Even as the Hurriyat stands clueless after yet another summer of bloody sacrifice, Srinagar and New Delhi, both, have kept all the settings in place for yet another Amarnath, another Shopian, another bloody summer of 2010
The Core by Nawaz Gul Qanungo
Kashmir Times | January 4, 2011
Late last November, the state government decided to remove a battalion of the Central Reserve Police Force (CRPF) from the Srinagar city. It meant removal of 1,000 troops from the city. Ten bunkers were also to be removed in addition to the 16 that had already been removed since October 5, after a summer of mayhem with over 110 unarmed protesters and bystanders dead at the hands of the police and security forces during strong anti-India agitations. Later in the day, Omar Abdullah told a Delhi-based television news channel that the process of demilitarisation in the valley was actually scuttled due to the violence in the valley during the whole summer. “The Hurriyat needs to realise that the politics of violence is not going to take us anywhere,” he said. “We can bring normalcy only if peace prevails.” A brutal clampdown on public protests had ensured a month of relative calm in the valley. And this was what Abdullah claimed had given him the leeway to finally go ahead with the step.
Abdullah was turning logic over its head. The sheer magnitude of militarisation that breathes down the throat of a common Kashmiri makes the removal of a battalion or two looks almost like a joke. To call it “demilitarisation” is not just out of place but a plain lie. Kashmir is more militarised that Iraq and Afghanistan put together, according to unofficial estimates. There are no definite official figures.
It is, however, the “violent” protests that have rocked the valley over the major part of the last three years that are a more compelling reason for the state government to push for anything it may find sellable to the public, including any degree of “demilitarisation” it can achieve. Even if it seriously wants to go for such measures, it finds it almost impossible to push successfully for it. Something like the recent spat between Abdullah and the army doesn’t help either. On the contrary, it has not just brought out in the open the sharp differences between the state government and the security establishment but even exposed the state of functionality between the two.
In the aftermath of an encounter in Srinagar which led to the killing of three men – who were claimed to be militants by the police and innocent civilians by their families – the army claimed that the encounter had taken place because of the removal of troops from the city.
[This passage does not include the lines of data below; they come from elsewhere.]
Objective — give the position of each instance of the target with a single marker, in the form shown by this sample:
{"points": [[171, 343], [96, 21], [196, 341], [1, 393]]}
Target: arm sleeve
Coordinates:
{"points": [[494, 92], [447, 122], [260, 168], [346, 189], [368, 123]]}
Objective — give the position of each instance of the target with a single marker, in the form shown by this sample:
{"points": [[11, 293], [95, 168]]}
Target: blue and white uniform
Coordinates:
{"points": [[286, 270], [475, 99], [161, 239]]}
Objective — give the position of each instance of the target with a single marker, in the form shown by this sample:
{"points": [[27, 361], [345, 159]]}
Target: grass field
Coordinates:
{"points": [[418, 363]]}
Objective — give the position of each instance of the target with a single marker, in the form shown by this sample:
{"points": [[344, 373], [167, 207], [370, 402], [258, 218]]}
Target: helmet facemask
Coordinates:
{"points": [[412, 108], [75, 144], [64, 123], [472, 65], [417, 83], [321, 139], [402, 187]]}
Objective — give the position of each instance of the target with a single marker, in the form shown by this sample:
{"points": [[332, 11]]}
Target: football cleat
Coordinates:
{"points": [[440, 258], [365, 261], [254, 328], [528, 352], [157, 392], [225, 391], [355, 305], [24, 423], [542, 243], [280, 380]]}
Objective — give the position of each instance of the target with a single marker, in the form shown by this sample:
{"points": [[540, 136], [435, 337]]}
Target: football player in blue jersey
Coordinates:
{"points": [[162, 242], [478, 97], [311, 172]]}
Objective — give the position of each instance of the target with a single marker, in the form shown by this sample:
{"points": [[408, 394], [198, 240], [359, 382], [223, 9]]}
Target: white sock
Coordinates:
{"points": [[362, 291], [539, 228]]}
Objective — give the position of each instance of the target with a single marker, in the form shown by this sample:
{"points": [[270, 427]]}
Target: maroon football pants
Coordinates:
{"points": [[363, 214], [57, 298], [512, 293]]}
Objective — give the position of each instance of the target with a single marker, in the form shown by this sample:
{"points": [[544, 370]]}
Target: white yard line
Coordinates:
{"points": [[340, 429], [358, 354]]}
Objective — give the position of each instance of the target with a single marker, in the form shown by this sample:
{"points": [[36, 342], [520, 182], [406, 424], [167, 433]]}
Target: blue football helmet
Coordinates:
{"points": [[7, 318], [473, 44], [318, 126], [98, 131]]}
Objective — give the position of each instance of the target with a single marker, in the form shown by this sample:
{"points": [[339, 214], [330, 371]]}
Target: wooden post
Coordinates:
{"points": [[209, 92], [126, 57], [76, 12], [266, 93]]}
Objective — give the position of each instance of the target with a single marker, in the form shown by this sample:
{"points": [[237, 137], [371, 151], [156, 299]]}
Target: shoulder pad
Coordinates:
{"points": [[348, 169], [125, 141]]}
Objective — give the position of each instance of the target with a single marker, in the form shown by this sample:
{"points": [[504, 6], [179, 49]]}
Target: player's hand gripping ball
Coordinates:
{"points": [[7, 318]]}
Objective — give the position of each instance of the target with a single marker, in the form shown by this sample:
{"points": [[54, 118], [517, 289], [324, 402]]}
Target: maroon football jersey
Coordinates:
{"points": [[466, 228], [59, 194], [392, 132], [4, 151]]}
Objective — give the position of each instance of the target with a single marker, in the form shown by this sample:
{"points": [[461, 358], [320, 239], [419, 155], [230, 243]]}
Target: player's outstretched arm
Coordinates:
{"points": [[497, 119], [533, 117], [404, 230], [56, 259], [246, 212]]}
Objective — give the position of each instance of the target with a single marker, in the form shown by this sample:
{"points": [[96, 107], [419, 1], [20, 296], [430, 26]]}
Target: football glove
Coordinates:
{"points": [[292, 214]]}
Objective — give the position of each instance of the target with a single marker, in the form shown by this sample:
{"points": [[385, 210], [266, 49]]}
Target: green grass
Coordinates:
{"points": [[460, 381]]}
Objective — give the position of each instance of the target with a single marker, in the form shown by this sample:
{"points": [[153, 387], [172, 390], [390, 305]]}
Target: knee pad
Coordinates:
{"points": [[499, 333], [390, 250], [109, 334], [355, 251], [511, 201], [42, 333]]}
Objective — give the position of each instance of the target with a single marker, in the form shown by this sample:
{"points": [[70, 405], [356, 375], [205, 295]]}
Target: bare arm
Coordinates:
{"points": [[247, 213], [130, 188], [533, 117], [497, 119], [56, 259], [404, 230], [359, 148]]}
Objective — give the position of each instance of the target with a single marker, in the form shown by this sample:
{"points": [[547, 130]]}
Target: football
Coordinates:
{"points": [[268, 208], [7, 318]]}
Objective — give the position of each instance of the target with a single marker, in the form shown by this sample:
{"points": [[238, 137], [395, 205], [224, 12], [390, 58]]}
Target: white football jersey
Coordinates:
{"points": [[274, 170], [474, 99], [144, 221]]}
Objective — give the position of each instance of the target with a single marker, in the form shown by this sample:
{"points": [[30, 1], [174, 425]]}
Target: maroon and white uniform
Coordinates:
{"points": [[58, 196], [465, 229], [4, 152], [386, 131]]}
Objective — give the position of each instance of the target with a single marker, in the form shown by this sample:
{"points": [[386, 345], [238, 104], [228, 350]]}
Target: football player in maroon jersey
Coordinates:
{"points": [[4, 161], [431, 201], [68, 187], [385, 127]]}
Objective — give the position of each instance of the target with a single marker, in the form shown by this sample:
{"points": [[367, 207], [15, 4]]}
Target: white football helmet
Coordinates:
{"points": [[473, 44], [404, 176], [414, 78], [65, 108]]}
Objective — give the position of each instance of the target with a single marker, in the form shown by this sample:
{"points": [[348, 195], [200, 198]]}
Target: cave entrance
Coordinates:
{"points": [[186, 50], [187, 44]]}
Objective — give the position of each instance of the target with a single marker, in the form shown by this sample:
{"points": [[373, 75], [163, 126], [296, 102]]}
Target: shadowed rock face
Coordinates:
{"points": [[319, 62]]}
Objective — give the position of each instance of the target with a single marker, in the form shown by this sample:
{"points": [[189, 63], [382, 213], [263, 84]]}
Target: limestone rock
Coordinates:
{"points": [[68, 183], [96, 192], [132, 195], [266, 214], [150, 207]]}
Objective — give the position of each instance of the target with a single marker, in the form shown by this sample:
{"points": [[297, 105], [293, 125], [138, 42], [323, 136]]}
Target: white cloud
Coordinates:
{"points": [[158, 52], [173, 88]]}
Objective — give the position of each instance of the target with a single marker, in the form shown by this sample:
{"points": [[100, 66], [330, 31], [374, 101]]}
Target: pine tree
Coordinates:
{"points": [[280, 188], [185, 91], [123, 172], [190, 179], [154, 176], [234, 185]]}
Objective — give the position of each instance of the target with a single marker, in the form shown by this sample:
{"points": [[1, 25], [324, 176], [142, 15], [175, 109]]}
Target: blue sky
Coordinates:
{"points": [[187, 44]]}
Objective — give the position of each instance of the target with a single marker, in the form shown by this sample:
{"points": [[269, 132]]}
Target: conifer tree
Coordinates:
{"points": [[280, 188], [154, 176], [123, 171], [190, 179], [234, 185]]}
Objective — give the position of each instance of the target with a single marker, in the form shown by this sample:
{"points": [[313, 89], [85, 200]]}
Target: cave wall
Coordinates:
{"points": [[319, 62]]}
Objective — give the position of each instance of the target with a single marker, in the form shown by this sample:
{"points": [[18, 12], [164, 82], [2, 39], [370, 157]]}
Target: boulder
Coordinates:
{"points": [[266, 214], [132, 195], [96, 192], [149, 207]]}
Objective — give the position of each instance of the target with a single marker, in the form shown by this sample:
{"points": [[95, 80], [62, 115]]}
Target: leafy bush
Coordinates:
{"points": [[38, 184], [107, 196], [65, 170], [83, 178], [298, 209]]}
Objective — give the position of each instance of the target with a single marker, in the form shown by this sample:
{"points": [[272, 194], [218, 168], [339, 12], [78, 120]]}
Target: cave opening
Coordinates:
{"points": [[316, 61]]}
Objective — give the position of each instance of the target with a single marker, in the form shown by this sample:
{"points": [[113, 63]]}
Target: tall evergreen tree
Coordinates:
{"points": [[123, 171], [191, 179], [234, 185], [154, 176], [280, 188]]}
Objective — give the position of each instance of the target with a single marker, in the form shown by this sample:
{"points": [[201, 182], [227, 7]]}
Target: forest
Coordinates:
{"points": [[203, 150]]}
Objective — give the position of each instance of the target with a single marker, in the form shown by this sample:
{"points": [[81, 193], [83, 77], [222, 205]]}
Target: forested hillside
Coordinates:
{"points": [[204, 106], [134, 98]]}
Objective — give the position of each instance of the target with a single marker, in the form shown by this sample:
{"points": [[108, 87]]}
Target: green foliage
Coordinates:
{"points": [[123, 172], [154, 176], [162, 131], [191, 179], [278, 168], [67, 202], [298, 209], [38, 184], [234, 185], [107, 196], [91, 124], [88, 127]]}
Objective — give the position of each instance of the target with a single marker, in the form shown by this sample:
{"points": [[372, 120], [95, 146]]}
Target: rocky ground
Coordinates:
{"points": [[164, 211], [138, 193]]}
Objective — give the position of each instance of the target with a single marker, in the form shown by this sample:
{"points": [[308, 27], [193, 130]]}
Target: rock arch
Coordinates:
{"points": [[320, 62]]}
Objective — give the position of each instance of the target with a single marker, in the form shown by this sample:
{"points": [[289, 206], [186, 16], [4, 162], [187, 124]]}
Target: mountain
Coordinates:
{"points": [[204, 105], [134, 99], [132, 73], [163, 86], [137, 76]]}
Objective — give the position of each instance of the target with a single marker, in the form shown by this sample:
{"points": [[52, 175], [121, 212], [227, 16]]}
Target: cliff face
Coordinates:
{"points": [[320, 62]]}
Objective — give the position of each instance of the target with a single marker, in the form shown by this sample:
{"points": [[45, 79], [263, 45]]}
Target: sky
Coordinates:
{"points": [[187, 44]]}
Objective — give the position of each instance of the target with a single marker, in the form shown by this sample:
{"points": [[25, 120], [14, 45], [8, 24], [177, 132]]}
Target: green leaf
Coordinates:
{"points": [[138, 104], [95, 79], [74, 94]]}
The army in a release said the Abdullah government was “compelled to give in” (to the removal of bunkers) and that it could have “pleased a few hardline separatists and their ISI handlers” but had compromised the security situation. A frustrated chief minister had to speak to the prime minister before the army came out the next day with an apology.
However, what’s come out worse from the Abdullah government – and this remains at the core of its failure in dealing with, and on behalf of, the valley – is the lack of political will to engage New Delhi and keep it pushing towards a pro-people peace policy, especially when the valley seemed to be limping towards some sort of calm.
It first wasted a chance, after the installation of the Abdullah government in the January of 2009 when the valley had just come out of the strife of the Amarnath land row. That the agitations were contained through incredibly brutal, and fatal, measures with an election thrown in under ludicrous security restrictions should have been reason enough for any sane mind to know where such “democracy” would lead to.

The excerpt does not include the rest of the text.